While many hoped hospitals would be able to quickly return to normal rates of performing procedures, the CMA says the recent uptick in COVID-19 cases and the continued implementation of virus restrictions will further limit hospitals’ capacity.

The CMA said enhanced cleaning measures, additional time for each procedure, and restrictions to the number of patients allowed in rooms further delay treatment and increase wait times for patients.

“If less procedures are able to be performed per day with the current resourcing, it will require additional funding to return the wait times back to normal levels,” the CMA said.

To address the backlog, the CMA recommends that the federal government create a one-time Health Care and Innovation Fund to help resume health care services, bolster public health capacity and expand primary care teams.

The study suggests that all provinces will require at least 15 per cent more funding over baseline costs to return the wait times for all six of these procedures to pre-pandemic levels.

While the amount of additional funding needed varies by province due to factors such as accumulated backlog, capacity and population size, the report found that the highest funding needed in dollar terms is in Ontario and Quebec because they have the largest populations.

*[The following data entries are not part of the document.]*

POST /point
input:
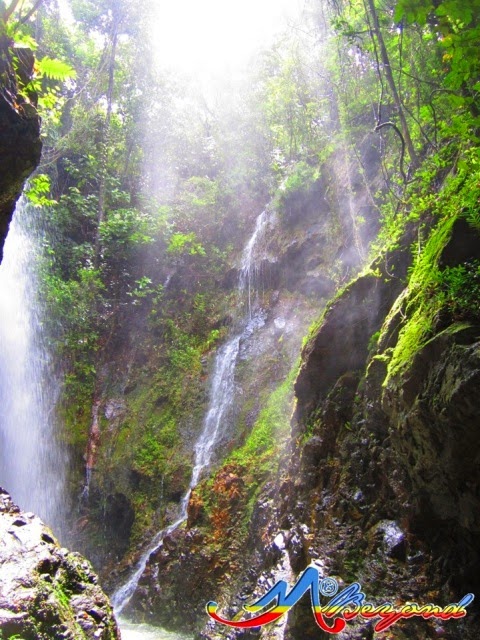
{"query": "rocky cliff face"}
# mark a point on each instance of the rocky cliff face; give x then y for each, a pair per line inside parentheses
(45, 591)
(379, 483)
(20, 144)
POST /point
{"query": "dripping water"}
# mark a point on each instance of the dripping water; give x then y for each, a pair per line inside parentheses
(253, 256)
(222, 392)
(31, 462)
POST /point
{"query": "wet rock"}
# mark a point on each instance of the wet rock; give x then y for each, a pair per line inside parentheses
(392, 539)
(20, 143)
(45, 591)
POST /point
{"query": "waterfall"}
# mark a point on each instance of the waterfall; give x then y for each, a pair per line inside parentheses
(31, 463)
(222, 392)
(253, 254)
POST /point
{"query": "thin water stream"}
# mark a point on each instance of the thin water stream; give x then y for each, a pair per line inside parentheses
(222, 393)
(31, 462)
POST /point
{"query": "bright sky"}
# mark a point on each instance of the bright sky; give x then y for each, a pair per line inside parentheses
(209, 36)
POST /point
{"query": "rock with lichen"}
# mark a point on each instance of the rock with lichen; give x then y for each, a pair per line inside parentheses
(46, 591)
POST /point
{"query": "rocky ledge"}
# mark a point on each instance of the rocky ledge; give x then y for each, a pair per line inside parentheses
(46, 591)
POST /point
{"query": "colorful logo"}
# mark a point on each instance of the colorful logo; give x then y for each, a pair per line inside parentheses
(342, 607)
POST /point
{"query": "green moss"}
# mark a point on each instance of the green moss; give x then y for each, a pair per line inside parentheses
(432, 290)
(271, 425)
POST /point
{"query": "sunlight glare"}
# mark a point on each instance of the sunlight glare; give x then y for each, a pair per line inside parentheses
(208, 36)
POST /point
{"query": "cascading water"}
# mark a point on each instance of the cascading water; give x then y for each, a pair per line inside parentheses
(222, 394)
(252, 257)
(31, 463)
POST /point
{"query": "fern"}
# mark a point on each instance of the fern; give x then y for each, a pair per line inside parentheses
(55, 69)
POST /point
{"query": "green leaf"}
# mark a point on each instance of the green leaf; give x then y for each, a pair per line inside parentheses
(55, 69)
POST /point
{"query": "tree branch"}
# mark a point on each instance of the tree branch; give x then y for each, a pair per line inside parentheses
(30, 13)
(8, 12)
(399, 133)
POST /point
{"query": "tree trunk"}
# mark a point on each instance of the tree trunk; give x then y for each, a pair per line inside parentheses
(391, 83)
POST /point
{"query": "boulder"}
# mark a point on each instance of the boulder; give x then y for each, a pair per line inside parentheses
(45, 590)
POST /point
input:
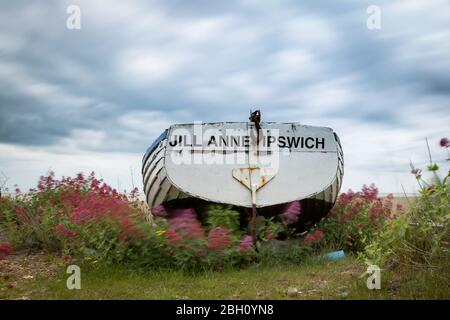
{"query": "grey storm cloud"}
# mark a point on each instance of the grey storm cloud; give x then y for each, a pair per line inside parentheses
(135, 67)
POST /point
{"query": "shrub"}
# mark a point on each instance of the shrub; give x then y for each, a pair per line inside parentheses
(355, 218)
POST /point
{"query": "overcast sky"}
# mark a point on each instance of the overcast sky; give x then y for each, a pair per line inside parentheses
(94, 99)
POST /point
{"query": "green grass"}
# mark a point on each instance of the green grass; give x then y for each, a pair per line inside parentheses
(313, 279)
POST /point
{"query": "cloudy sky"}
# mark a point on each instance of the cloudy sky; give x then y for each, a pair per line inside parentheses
(95, 98)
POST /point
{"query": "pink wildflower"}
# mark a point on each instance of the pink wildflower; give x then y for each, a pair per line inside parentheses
(291, 212)
(246, 243)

However, the CMA noted that P.E.I. requires the largest percentage increase in funding while Manitoba and New Brunswick require the smallest relative increase in funding, given their capacity capabilities.

For each procedure, the additional funding required is estimated as follows:

  • CABG: $103.3M
  • Cataract: $357.4M
  • Hip replacement: $77.4M
  • Knee replacement: $101.2M
  • MRI scan: $377.0M
  • CT scan: $377.0M

The study says the cost estimates are based on an aggregation of the provincial estimates for each procedure.

The report noted that the estimates do not take into account the costs associated with acquiring additional PPE, additional cleaning measures, or any new virus-related guidelines that may further reduce capacity. Because these factors were not included in the report, the CMA acknowledges that the cost estimates may be even higher.